СПИРАЛИ МОЛЧАНИЯ
Первый цветок оказался в её руках, когда ей было восемь. Мальчик мельком заглянул ей в глаза, протянул небольшую белую розу и как-то грустно посмотрел ввысь. С неба на них смотрели белые облака, и казалось, облака улыбались – столько вокруг было разлито радости и счастья…
– Почему ты молчишь? – спросила девочка.
– А разве нужно что-то говорить? – ответил мальчик.
– Да, когда взрослые дарят цветы, они говорят…
– Я не знаю… не знаю, что говорить… – мальчик заметно стеснялся, – мне кажется, и так всё понятно, без слов…
Он и потом, часто встречая её, как-то задумчиво улыбался, глядя ей в глаза, дарил цветы, красивые открытки с видами городов, тоненькие книги с картинками. Дарил, протягивая подарок, а сам улыбался и… молчал.
Через несколько лет, уже заканчивая школу, он провожал её домой, нёс сумку с учебниками и снова молчал.
А она…
Тогда она верила в то, что можно и не говорить.
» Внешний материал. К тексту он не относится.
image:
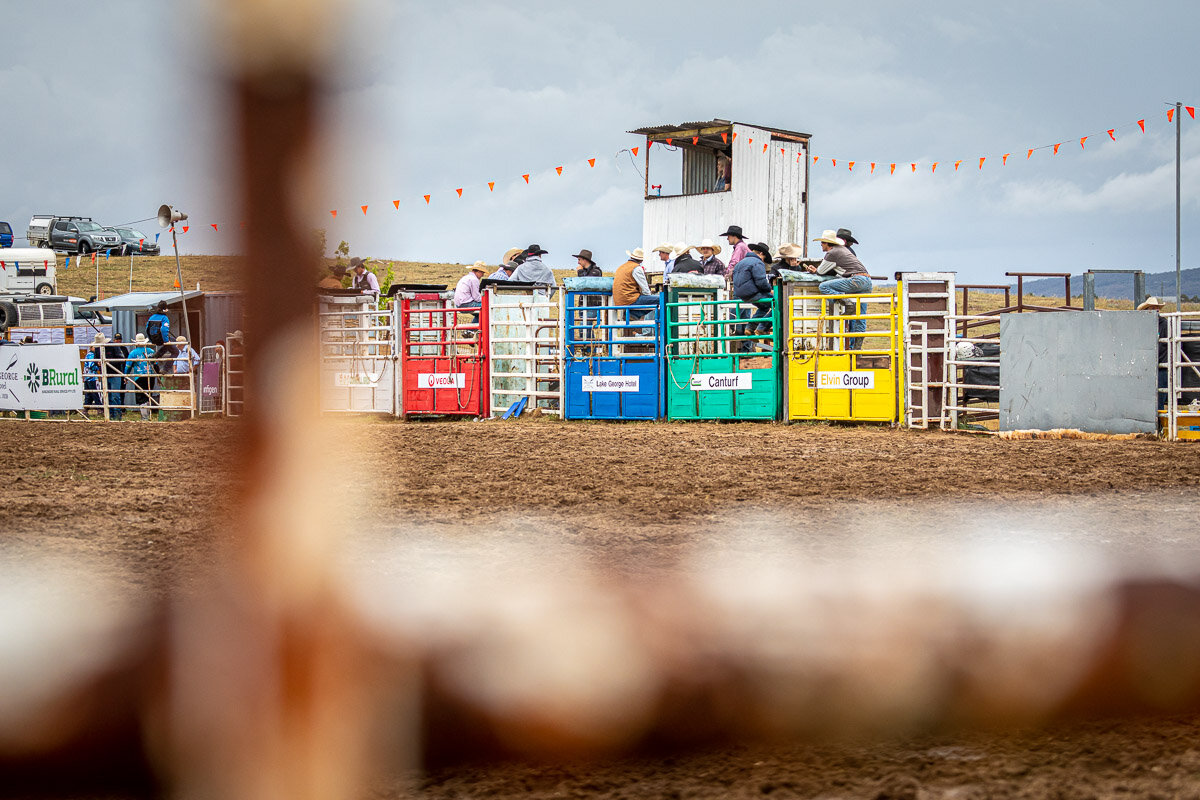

Что в молчании скрывается что-то важное. И можно просто держать его за руку. И идти рядом.
Она поступила на журналистику, он – на математический, но все равно, как только выпадало свободное от лекций время, они вместе, бросив своих студенческих друзей и подруг, на невидимых крыльях слетались в парк. Сидели до поздних фонарей, бросая подсолнечные семечки и черствый хлеб голубям. И почти не разговаривали.
Нет, они, конечно, не молчали всё это время. Веселая, жизнерадостная Эленка (так звали ту самую девочку) постоянно рассказывала Георгию новости о своей студенческой жизни, сдабривая их свежими подробностями «где, кто и, главное, с кем», делилась впечатлениями о преподах («ой, ну, этот, историк наш лысый, такой сухарь…»), рассказывала о жизни в общаге, куда он не любил приходить, и строила планы. Эти жизненные планы Эленке удавались лучше всего.
Георгий, крепко сцепив тонкие губы, молчал, изредка вставляя свои довольно категорические оценки, или просто качал головой. Эленка уже привыкла к его немногословию, она особенно не ждала высоких эпитетов и ярких чувств. Она знала, что все чувства он носит где-то внутри себя. И если нужно будет (а девушка всегда считает, что когда-нибудь «нужно будет»), Гера мог и был готов… ну, в общем, она считала его лучшей партией, чем те, которые с утра до ночи горлопанили песни в общаге, препирались с преподом из-за оценки и устраивали скандальные шоу на лекциях.
Георгий был математиком.
Эту точную науку он полюбил ещё в детстве, когда полуглуховатый и скрюченный болезнью двоюродный дядя рассказал ему о спиральных кругах, по которым «рассаживаются» обычные семечки в подсолнухе или «строятся» в бутоне лепестки некоторых цветов – маленький Георгий пытался понять этот феномен и рисовал, рисовал, строил спирали и снова рисовал, пока не засыпал с карандашом в руке. Эти неведомые и загадочные спирали невозможно было объяснить простым человеческим языком, тут нужны были только цифры. И Георгий с ними крепко подружился.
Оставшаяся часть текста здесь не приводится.